<社説>県民投票から4年 民意示した意義揺るがず


社会
この記事を書いた人 Avatar photo 琉球新報社

 名護市辺野古の新基地建設に伴う埋め立ての賛否を問う県民投票から明日で4年となる。投票者の7割超が埋め立て反対の意思を示したにもかかわらず、政府は新基地建設を止めようとはしない。しかし、県民の投票行動によって沖縄の民意を明確に示した意義はいささかも揺らいではいない。改めてそのことを確認したい。

 投票に至るまでの経緯を振り返っておきたい。4年前の県民投票は議会や政党、労働団体などによる呼び掛けが出発点だったわけではない。学生や有識者、企業人、沖縄戦体験者が参加する「辺野古県民投票の会」の活発な議論と署名活動、条例直接請求によって動き出した。
 実現への道のりは険しかった。県民投票に反対する首長もおり、県議会会派の対応も分かれていた。
 それを「県民投票の会」の粘り強い働き掛けで膠着(こうちゃく)状態を解いていった。
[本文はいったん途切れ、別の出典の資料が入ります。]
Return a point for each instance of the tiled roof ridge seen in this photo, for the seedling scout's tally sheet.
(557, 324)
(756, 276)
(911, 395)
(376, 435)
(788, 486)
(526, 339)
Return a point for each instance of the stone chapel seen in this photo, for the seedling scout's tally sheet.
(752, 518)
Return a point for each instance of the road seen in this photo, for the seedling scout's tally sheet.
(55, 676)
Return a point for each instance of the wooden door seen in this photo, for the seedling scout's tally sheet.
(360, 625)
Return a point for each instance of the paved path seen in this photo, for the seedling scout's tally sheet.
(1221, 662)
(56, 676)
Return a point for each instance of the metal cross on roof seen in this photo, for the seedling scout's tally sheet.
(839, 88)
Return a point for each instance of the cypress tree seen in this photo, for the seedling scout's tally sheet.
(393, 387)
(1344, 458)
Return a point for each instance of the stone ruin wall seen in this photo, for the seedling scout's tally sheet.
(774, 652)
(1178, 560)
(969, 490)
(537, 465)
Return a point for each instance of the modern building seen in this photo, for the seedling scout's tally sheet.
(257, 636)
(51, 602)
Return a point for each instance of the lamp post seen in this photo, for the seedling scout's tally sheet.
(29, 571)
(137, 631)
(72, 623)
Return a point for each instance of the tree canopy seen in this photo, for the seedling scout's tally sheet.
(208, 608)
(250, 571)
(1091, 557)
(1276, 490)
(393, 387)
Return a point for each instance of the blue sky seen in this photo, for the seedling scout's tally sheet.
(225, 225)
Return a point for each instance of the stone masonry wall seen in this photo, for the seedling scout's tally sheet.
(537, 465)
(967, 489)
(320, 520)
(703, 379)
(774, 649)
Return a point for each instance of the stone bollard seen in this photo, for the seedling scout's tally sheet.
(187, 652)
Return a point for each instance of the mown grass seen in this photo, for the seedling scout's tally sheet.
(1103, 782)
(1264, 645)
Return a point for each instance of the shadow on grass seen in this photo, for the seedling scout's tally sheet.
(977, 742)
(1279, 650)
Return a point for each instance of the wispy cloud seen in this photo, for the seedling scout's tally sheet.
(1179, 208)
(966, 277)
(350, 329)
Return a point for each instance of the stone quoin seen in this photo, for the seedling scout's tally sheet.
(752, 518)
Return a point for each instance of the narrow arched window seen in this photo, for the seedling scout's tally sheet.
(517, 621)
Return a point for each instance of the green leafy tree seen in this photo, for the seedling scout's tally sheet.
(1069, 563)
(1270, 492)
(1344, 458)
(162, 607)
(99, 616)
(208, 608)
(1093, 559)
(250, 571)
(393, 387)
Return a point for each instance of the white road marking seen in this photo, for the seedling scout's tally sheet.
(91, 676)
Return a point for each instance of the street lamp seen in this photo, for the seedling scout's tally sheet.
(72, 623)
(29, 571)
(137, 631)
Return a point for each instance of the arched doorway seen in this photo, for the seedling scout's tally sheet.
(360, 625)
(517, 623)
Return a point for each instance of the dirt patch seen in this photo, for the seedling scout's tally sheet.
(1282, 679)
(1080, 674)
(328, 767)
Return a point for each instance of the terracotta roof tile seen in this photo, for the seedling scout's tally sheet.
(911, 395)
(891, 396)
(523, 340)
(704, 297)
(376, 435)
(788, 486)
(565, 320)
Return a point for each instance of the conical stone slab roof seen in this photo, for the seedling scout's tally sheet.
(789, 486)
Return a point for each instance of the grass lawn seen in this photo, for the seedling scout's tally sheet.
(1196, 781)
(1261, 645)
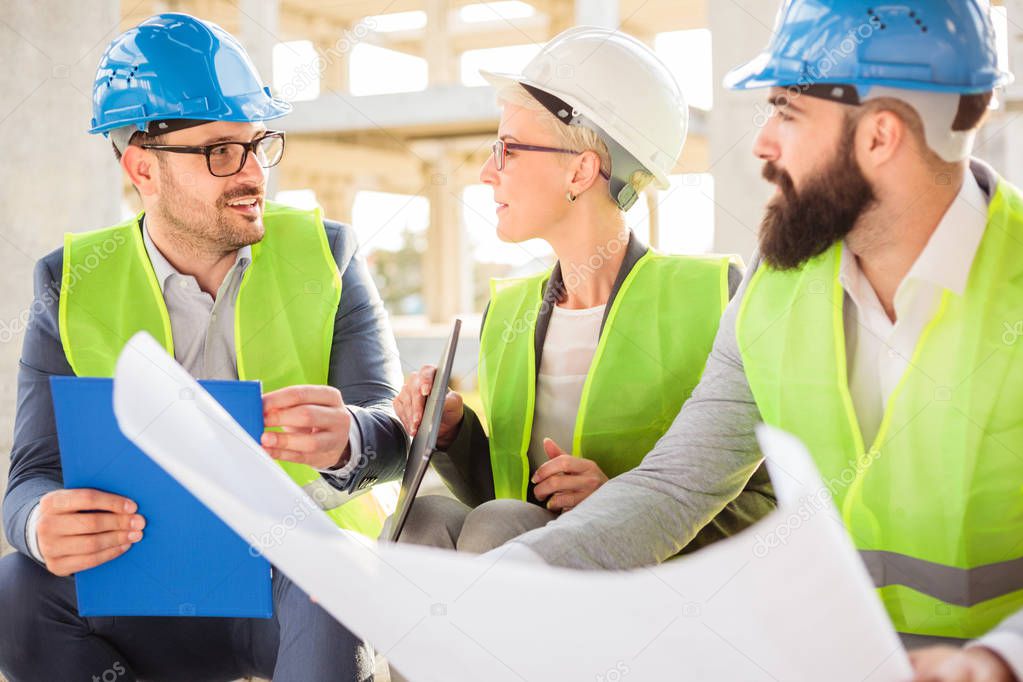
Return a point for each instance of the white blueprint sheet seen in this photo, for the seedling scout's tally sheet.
(786, 600)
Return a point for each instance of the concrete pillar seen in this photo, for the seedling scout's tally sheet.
(54, 177)
(597, 12)
(446, 266)
(441, 60)
(259, 23)
(332, 50)
(740, 30)
(999, 140)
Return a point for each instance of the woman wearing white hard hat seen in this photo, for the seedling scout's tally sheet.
(582, 368)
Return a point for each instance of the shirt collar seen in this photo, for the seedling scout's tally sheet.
(948, 256)
(163, 268)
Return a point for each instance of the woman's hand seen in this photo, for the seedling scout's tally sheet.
(565, 481)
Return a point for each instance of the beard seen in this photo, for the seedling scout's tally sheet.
(204, 228)
(800, 225)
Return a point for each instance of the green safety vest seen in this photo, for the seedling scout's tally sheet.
(935, 505)
(651, 354)
(283, 317)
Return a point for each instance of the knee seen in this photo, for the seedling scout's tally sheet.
(26, 588)
(434, 520)
(494, 523)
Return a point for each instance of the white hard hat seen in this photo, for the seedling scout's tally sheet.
(617, 86)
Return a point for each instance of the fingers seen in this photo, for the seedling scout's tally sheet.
(85, 499)
(412, 399)
(552, 449)
(302, 448)
(427, 374)
(87, 544)
(71, 564)
(560, 464)
(302, 395)
(451, 418)
(559, 483)
(88, 524)
(561, 502)
(303, 416)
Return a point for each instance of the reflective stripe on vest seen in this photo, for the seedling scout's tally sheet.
(935, 505)
(283, 323)
(651, 355)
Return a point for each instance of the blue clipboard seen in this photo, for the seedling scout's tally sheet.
(188, 562)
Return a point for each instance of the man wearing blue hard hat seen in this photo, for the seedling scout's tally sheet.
(234, 286)
(872, 325)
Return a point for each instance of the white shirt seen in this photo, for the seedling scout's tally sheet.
(568, 353)
(880, 351)
(204, 343)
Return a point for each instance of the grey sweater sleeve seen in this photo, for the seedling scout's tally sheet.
(708, 459)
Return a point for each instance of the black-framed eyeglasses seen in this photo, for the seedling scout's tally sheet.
(224, 158)
(500, 148)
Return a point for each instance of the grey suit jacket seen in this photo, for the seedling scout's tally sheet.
(364, 367)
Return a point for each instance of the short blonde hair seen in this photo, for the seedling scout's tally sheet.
(571, 137)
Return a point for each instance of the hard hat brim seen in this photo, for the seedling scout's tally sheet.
(501, 80)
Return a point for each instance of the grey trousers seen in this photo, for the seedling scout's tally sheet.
(441, 521)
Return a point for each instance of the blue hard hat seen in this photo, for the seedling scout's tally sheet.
(177, 66)
(937, 45)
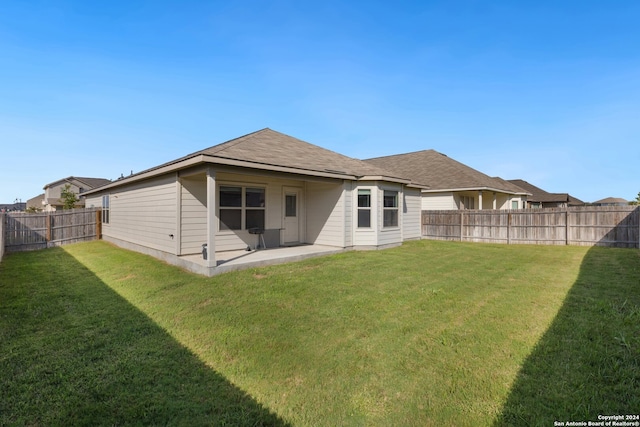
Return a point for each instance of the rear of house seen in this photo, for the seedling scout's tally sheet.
(287, 191)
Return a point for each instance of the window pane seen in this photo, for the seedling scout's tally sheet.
(255, 218)
(230, 219)
(290, 205)
(364, 217)
(390, 218)
(390, 199)
(231, 196)
(364, 198)
(255, 197)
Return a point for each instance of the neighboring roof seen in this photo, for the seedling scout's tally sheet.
(442, 173)
(90, 183)
(539, 195)
(36, 202)
(270, 150)
(612, 200)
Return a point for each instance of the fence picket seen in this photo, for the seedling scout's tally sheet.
(617, 226)
(29, 231)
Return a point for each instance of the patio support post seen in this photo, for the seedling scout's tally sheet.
(211, 217)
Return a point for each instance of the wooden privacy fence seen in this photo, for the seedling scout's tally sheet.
(29, 231)
(616, 226)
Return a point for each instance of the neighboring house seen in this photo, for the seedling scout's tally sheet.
(452, 185)
(12, 207)
(298, 193)
(52, 191)
(36, 203)
(611, 201)
(541, 199)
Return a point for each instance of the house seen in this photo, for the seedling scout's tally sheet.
(13, 207)
(52, 192)
(541, 199)
(611, 201)
(452, 185)
(288, 191)
(36, 203)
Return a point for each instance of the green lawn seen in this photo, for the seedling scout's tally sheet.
(430, 333)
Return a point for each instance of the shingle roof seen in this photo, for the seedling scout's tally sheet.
(612, 200)
(539, 195)
(441, 172)
(91, 183)
(268, 147)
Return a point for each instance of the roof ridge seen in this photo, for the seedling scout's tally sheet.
(405, 154)
(235, 141)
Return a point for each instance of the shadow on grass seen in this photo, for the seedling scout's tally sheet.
(588, 362)
(73, 352)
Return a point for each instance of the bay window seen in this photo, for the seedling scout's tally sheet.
(390, 209)
(364, 208)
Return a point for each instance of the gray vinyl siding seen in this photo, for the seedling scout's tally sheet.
(145, 213)
(348, 213)
(193, 218)
(93, 201)
(411, 214)
(326, 214)
(239, 239)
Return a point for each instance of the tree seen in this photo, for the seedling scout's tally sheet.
(69, 198)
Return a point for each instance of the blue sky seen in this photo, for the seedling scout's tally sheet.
(545, 91)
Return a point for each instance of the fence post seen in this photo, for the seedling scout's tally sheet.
(566, 227)
(2, 220)
(98, 224)
(48, 225)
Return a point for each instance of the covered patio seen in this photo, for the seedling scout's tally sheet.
(243, 259)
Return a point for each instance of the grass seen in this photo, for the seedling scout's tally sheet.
(430, 333)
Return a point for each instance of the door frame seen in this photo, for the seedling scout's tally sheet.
(299, 192)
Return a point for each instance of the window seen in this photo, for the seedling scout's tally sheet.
(466, 202)
(364, 208)
(105, 209)
(241, 205)
(390, 209)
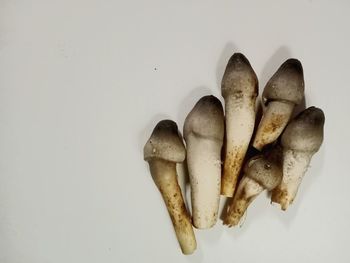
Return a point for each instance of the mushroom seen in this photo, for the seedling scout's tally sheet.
(204, 134)
(300, 141)
(282, 93)
(162, 151)
(260, 173)
(239, 88)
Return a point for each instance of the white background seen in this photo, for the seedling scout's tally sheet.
(82, 84)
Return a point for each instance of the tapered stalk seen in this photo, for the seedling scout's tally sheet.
(273, 122)
(295, 165)
(240, 118)
(204, 165)
(247, 191)
(165, 177)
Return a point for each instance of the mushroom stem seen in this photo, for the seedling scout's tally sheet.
(240, 119)
(204, 135)
(294, 168)
(239, 87)
(300, 141)
(165, 177)
(273, 122)
(282, 93)
(260, 173)
(247, 191)
(204, 164)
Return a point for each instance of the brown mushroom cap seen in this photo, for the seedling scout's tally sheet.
(264, 171)
(305, 132)
(206, 119)
(165, 143)
(286, 84)
(239, 78)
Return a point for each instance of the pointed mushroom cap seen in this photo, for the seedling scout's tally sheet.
(165, 143)
(206, 119)
(239, 77)
(305, 132)
(264, 171)
(286, 84)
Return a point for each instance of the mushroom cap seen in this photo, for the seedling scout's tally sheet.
(206, 119)
(266, 172)
(165, 143)
(239, 77)
(305, 132)
(286, 84)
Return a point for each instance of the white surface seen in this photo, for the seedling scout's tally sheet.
(82, 83)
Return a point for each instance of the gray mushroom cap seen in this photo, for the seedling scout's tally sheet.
(264, 171)
(165, 143)
(305, 132)
(239, 77)
(206, 119)
(286, 84)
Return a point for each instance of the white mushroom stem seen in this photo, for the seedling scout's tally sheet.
(163, 150)
(240, 119)
(204, 134)
(247, 191)
(260, 173)
(273, 122)
(300, 141)
(239, 87)
(204, 164)
(294, 168)
(282, 93)
(165, 177)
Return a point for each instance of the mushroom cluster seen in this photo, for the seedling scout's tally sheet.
(217, 143)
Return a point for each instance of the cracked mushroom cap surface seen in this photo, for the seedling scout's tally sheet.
(239, 77)
(266, 172)
(305, 132)
(286, 84)
(165, 143)
(206, 119)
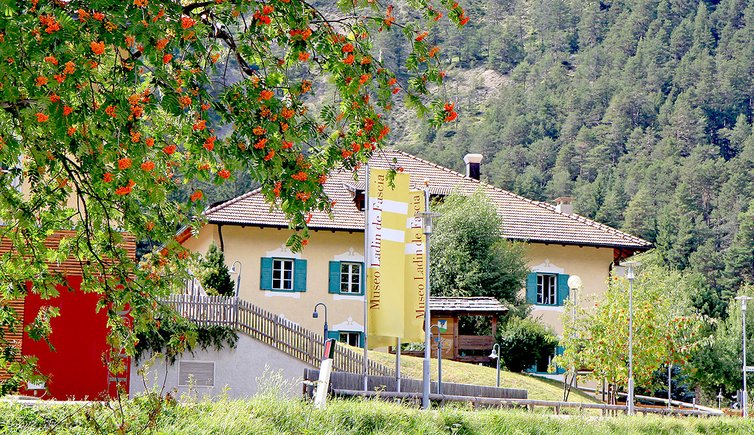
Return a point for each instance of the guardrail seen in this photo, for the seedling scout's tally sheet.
(273, 330)
(386, 384)
(520, 403)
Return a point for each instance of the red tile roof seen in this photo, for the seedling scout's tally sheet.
(523, 219)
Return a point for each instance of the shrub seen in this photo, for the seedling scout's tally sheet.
(525, 342)
(214, 275)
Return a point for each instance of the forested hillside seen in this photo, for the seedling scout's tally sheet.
(640, 109)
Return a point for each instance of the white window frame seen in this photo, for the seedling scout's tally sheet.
(547, 289)
(346, 336)
(279, 280)
(350, 271)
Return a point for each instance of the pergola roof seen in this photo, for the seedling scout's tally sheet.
(466, 305)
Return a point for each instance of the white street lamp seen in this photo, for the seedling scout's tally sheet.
(630, 265)
(238, 276)
(496, 355)
(427, 217)
(744, 399)
(574, 284)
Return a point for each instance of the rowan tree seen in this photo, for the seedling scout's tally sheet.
(108, 107)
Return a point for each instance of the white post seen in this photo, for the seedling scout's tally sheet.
(366, 273)
(427, 350)
(744, 399)
(398, 366)
(743, 335)
(670, 387)
(630, 276)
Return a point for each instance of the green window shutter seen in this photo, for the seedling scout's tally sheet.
(299, 275)
(363, 282)
(265, 279)
(531, 288)
(563, 290)
(334, 277)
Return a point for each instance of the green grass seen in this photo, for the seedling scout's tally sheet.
(274, 415)
(463, 373)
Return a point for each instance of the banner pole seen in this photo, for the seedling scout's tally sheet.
(398, 366)
(367, 261)
(427, 351)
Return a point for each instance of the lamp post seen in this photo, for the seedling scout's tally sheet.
(438, 340)
(315, 314)
(427, 217)
(744, 398)
(630, 265)
(238, 275)
(670, 385)
(574, 284)
(496, 355)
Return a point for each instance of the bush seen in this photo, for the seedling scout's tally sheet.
(526, 342)
(213, 273)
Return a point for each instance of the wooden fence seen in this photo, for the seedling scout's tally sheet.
(275, 331)
(341, 381)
「県民投票の会」代表のハンストによる訴えも県民の共感を呼び、県民運動のうねりで投票実現にこぎ着けた。
 新基地建設を強行する政府の専横に対峙(たいじ)するように、投票によって県民の意思を表明した。その歴史的意義は大きい。沖縄の現状を見据え、未来を選択する自己決定権を行使したのである。
 新基地建設に反対する沖縄の訴えは、市民レベルから築き上げた民主主義手続きに支えられている。政府はその意味を軽視してはならない。
 玉城デニー県知事は、昨年5月に発した「平和で豊かな沖縄の実現に向けた新たな建議書」や、2023年度の県政運営方針で知事選と並んで県民投票の結果に触れた。
 特に「建議書」は、辺野古新基地における政府対応を通じて「民主主義や地方自治の問題など、民主主義国家の根幹にかかわる重大な問題を顕在化させた」と指摘し、民主主義の手続きによって示された県民意思が顧みられない現状を批判した。この問題は現在、安保政策や「台湾有事」を名目とした軍備増強と絡んで日本全体を覆っている。
 日本の防衛政策を転換した安保関連3文書が国会審議を経ないまま閣議決定され、日米安全保障協議委員会(2プラス2)の場で再確認されたことは、その一例である。政府は国民に問わないまま国のかたちを変えたのだ。
 先島では地域住民の不安をよそに軍備増強が急速に進んでいる。米国による気球撃墜を契機とした武器使用要件を拡大する自衛隊法の解釈変更にいたっては国会に諮らず、閣議決定すらしていない。民主主義がなし崩しにされているのだ。
 このような国の動きを沖縄からけん制するためにも、私たちはいま一度県民投票に立ち返りたい。国の暴走に歯止めをかけるのは民主主義の手続きを踏まえた県民、国民の明確な意思表明以外にはないのである。